The Need for the Apocalypse

As Kermode discusses, it also helps people make sense of the world by providing an ending for it, which I feel is one of the most prevalent reasons for the creation of apocalyptic ideas. Humans witness endings for everything else, having mini-narratives or “epochs” in their lives that constantly end, and an apocalypse makes everything fit neatly in that beginning and ending idea.

More importantly, though the apocalypse is one of the oldest narratives, it is still one of the most prevalent because of its ever-evolving form.  Each generation adapts images of the apocalypse to their cultural landscape, which is happening more and more rapidly as humans create deadly technology at exponential rates. To me, this suggests a sort of collective self-centered-ness. Though each generation becomes more aware of how prior beliefs in world destruction have all been wrong, they still hold on to the possibility (or even probability) that their generation and culture is unique enough to witness or bring about the end-times.
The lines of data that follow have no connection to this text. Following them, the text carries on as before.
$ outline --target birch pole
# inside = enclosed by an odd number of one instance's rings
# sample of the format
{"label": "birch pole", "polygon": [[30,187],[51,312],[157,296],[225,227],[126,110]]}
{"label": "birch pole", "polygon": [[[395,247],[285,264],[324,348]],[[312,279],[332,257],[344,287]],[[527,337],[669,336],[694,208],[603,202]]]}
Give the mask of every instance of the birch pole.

Despite this belief of one’s uniqueness, Rosen says that all apocalypse narratives are based around the same three ideas, “judgment, catastrophe, and renewal”. These three things emphasize all the reasons a culture might “need” an apocalypse narrative. Judgment provides the basis for living morally, catastrophe provides a true ending, and renewal provides a reward for being special. The apocalypse is a tool that helps people understand their life and their society.